As I work on finishing a draft of the first installment of the MADCAP MANIFESTO, I have gotten in the habit of switching over to Craigslist or whatever to peruse tools that I need, might need, want, would like to have, don’t need, but will eventually buy etc. Work on the first installment of the manifesto has proven to be an exercise in writer’s block, as I have a great deal to say, but am struggling to sort it all out in an intelligent manner.
Anyone who has been following this blog knows what a hopeless woodworking tool … ahem …enthusiast I am. I use that statement as a qualifier because what follows is the truth, the whole truth, and nothing but the truth so help me Rockwell Delta.
I stumbled on a post on Craigslist that was simple enough. “Woodworking tools” . These posts normally contain various bits and scraps of cheap throw away hobbyist tools. Sometimes though, they can contain pure gold…..
It seems that a man in a town about 30 miles from me lost his father, an engineer by trade and life long amateur woodworker, to the ravages of time and old age. (Rest in peace). The son and his brothers had all grown and established their own tool collections, so what the Dad had left behind was to be sold.
A couple of really choice machines were for sale at reasonable prices. A Grizzley 15″ planer, a 1955 Craftsman (built by the Atlas Tool Works) 17′ bandsaw, and…..drum roll please…..a 1948 Delta Unisaw..
The son mentioned that his post had been on Craigslist for the better part of 6 weeks with virtually zero interest. In fact, I was only the second person to contact him about any of the tools.
It was the Unisaw I was interested in. For the uninitiated, the Delta Unisaw, especially the pre and immediately post war vintages, are the undisputed Rolls Royce of table saws. They are built with old world attention to detail. Castings were poured into molds, then removed after cooling and buried in sand for two years prior to being milled flat for assembly and sale. This practice ensured that any movement that the table castings or arbor castings would suffer from (twist, warp, cupping, bowing) would occur prior to final milling and finishing and remain true for their life thereafter. Motors were heavy and powerful. They develop an enormous amount of torque despite their anemic horsepower ratings. Better in EVERY WAY than anything built today short of a saw from Germany or Switzerland.

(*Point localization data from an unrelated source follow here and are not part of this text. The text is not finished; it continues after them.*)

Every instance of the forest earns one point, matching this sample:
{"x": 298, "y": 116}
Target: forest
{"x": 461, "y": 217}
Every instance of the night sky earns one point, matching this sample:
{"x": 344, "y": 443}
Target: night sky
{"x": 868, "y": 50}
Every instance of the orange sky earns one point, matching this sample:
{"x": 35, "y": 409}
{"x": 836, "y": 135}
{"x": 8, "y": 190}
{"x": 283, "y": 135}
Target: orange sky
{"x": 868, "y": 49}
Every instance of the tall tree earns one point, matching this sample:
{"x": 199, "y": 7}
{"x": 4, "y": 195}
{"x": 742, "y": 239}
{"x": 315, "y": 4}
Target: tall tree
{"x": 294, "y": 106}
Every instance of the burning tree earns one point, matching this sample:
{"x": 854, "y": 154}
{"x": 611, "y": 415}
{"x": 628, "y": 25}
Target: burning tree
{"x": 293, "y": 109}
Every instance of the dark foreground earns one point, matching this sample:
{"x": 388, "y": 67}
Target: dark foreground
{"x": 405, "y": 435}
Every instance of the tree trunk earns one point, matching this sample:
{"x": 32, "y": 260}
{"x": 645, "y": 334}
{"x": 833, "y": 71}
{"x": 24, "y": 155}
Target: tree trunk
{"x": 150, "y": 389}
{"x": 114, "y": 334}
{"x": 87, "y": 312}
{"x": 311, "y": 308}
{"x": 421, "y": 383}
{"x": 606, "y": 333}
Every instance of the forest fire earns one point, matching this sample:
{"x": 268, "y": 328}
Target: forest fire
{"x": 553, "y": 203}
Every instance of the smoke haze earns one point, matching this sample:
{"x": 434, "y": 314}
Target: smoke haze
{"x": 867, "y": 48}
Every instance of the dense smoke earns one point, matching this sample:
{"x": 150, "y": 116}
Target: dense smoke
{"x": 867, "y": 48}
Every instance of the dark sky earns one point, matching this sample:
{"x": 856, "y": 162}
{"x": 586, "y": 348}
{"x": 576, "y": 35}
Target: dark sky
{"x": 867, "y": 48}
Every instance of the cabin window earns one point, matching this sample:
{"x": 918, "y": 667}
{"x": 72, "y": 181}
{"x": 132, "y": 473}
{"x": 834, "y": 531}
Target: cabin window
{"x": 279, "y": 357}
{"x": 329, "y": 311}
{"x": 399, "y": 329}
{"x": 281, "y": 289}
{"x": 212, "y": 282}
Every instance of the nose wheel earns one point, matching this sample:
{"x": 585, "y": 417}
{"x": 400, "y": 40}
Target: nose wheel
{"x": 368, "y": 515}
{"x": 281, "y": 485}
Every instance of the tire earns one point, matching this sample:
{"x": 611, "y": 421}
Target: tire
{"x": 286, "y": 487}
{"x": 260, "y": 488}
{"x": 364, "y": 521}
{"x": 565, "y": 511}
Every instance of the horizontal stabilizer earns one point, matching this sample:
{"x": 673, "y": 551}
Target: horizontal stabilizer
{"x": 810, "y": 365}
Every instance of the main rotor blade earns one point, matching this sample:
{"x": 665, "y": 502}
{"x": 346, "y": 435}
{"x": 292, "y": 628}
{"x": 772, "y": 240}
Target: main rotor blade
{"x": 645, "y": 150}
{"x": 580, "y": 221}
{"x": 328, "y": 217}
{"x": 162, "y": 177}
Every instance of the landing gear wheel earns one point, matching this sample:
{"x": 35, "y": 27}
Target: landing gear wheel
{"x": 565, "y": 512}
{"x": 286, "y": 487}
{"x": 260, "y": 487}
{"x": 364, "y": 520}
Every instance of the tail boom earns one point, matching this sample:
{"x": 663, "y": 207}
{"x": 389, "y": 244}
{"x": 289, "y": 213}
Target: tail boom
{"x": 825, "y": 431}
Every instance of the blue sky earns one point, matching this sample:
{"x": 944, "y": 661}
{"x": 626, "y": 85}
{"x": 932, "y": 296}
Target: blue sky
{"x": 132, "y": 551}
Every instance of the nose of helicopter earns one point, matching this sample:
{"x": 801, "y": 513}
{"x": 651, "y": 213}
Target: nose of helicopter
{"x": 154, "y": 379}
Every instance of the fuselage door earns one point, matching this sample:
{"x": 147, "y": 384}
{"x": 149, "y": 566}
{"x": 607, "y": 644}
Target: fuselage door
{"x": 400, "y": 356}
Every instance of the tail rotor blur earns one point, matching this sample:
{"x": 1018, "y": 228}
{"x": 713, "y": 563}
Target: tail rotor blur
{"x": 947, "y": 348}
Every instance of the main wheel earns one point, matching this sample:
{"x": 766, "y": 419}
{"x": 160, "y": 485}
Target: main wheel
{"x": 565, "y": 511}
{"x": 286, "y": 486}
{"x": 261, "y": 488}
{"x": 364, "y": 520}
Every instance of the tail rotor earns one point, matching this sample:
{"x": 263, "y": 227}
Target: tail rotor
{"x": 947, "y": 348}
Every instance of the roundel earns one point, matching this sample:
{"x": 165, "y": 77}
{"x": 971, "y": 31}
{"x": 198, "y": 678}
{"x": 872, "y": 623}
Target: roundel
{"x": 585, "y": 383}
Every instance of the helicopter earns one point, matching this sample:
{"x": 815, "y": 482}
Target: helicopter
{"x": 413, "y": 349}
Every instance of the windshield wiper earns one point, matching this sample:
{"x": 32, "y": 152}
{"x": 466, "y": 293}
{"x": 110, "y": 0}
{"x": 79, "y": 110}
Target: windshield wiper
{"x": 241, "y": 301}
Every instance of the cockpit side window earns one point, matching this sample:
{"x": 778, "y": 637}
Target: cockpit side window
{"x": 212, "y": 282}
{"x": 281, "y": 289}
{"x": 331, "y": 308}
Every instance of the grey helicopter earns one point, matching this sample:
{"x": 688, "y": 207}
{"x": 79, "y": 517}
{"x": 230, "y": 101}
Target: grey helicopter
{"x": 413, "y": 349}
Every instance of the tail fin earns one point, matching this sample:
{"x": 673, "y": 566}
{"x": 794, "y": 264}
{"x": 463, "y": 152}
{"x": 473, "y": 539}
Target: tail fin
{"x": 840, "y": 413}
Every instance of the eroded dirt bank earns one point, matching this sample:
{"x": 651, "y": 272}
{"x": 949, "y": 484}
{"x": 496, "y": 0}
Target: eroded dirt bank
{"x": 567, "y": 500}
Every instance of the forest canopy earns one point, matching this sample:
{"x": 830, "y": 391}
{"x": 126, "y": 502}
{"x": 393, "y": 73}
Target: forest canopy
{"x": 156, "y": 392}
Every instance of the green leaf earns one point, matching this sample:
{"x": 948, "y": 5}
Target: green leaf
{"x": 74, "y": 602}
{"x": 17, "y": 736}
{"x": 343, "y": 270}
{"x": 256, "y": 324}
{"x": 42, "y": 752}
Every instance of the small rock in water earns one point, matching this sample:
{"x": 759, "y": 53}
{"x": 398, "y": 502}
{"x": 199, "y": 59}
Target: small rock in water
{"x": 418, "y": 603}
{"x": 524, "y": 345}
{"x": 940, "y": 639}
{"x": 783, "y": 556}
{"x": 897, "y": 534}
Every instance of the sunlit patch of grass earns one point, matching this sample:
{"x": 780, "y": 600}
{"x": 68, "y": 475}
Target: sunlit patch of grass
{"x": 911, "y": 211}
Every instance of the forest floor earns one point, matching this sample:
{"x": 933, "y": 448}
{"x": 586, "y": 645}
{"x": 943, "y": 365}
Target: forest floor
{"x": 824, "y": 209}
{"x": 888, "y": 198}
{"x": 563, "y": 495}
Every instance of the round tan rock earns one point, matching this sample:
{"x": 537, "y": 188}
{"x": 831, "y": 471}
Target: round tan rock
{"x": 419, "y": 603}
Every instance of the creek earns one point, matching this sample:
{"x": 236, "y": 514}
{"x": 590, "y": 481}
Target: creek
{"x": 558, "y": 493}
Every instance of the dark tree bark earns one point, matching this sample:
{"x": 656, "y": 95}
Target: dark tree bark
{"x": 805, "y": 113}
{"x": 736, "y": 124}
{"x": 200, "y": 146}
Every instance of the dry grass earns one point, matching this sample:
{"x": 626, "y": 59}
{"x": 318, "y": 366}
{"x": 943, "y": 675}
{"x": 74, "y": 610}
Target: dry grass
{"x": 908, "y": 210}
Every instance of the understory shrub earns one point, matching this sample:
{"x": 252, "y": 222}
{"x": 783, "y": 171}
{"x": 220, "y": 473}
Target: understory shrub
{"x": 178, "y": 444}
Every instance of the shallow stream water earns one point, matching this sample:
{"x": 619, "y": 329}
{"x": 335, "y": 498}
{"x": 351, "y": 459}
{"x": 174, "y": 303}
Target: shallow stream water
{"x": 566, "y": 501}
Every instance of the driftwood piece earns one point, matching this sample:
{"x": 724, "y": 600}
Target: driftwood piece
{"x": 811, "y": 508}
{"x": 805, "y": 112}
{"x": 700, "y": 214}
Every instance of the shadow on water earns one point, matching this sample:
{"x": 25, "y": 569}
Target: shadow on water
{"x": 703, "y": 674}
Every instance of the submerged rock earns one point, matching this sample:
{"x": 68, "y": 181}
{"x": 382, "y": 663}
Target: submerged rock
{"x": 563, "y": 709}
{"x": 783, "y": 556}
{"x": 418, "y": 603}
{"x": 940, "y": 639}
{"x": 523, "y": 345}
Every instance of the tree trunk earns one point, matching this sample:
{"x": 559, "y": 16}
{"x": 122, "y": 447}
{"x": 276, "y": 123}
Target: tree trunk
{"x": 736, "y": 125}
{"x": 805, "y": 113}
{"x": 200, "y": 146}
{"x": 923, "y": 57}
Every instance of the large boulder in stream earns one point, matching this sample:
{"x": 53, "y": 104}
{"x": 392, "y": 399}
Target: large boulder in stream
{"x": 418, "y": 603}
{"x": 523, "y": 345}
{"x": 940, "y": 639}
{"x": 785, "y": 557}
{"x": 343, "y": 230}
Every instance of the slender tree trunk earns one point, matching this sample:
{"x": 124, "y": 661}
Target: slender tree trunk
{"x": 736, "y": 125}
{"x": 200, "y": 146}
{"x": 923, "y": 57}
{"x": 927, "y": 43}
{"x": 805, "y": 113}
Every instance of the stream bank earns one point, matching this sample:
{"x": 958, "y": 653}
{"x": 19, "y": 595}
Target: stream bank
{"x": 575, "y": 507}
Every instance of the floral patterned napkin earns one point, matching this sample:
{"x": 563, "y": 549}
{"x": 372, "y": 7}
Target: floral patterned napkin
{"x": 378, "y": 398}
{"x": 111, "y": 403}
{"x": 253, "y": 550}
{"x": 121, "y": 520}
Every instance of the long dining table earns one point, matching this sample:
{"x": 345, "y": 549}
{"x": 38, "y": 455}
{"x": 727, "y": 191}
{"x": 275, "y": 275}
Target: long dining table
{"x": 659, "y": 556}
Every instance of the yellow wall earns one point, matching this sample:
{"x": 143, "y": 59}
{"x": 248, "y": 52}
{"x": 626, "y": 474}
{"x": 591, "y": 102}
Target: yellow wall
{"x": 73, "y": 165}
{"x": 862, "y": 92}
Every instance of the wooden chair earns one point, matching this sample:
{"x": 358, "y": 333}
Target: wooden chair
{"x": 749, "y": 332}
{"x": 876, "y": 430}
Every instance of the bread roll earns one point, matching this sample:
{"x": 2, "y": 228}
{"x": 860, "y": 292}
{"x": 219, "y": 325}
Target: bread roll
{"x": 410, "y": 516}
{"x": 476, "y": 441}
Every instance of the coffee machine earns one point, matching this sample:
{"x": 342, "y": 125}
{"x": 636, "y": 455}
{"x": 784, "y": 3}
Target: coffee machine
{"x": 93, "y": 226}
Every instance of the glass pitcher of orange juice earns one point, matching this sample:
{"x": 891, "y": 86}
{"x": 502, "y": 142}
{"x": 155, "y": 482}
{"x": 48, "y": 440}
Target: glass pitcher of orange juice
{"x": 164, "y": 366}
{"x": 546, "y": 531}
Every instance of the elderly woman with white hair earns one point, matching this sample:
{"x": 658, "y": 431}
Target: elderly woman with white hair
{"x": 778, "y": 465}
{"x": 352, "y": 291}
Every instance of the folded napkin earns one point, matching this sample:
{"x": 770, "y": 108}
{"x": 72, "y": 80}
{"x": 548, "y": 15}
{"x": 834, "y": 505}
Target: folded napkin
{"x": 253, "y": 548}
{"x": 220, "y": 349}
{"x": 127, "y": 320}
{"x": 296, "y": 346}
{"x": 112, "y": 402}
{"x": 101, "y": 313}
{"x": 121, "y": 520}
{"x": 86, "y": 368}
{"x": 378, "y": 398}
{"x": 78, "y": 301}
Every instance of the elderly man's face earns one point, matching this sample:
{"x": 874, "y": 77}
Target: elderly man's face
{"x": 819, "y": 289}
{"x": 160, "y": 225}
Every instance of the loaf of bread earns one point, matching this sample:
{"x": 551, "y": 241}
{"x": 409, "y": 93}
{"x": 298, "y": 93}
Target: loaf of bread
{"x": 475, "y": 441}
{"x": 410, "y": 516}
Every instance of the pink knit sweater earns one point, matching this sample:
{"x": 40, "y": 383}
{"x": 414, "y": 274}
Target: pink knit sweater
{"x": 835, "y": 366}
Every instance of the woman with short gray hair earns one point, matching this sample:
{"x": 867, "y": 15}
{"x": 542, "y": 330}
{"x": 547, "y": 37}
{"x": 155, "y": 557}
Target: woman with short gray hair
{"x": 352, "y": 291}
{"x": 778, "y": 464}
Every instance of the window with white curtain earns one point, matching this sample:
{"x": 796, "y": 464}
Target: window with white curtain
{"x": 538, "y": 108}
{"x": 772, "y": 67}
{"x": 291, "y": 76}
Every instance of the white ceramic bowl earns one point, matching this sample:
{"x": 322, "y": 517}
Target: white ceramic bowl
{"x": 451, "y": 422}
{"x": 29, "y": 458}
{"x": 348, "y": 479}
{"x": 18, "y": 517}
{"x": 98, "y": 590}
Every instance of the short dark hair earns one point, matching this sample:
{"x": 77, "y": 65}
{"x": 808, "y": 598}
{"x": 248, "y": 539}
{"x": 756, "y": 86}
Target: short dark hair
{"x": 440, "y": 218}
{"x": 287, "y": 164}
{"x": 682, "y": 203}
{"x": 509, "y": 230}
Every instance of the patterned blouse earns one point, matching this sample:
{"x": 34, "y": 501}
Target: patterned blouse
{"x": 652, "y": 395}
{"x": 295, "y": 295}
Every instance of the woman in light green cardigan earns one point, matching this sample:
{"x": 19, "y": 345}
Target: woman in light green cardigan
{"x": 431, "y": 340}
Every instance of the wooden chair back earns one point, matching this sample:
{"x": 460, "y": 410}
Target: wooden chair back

So it was that I entered into half hearted negotiations with this man. Surely he would want to stick to his asking price of nearly $500. Besides, LOML, would never cotton to my bringing home another dusty old relic that would duplicate what was already in the Tiny Shop.
In talking with the son, he discussed how weary he was of waiting to move this piece of iron. He said he is just looking for the right person to come along, someone who knew what a gem this machine was. Someone who would use it, not just resell it or *GASP* part it out. It was his intention at this point, he said, to let the saw go for the first reasonable offer to such a person. I was beside myself.
The FIRST thing I needed to do was delicately explain to my sainted wife, WHY I needed…not wanted….neeeeeded, this saw. She must have seen the desperation in my eyes since she made a deal with me. If I could sell the General now installed in the tiny Shop, I could have the Unisaw. No disposable income was available for a purchase like this, and whatever funds I could get for my General, were all we had for an offer on the Unisaw.
In 24 hours, I had the general sold for $50 more than I had paid for it originally, and was locked in to a price with the Unisaw seller that allowed me to remain on speaking terms with my beloved wife.
Above is a picture taken moments after the arrival of the “table saw de tuti table saw”. 430 pounds of purring smooooooothness. This is prior to any clean up, I have only gotten the extension wings re-attached and the motor rewired by the time I snapped this picture.
Lovely clean and dead flat top.
Behold! An all original Delta miter guage
The Bullet. 90-some pounds of torque, ummph, and coniferous carnage. Just not made like this any more.
Can I get an…..AMEN!!!!
Just a little art deco to bring some class and panache into the Tiny Shop.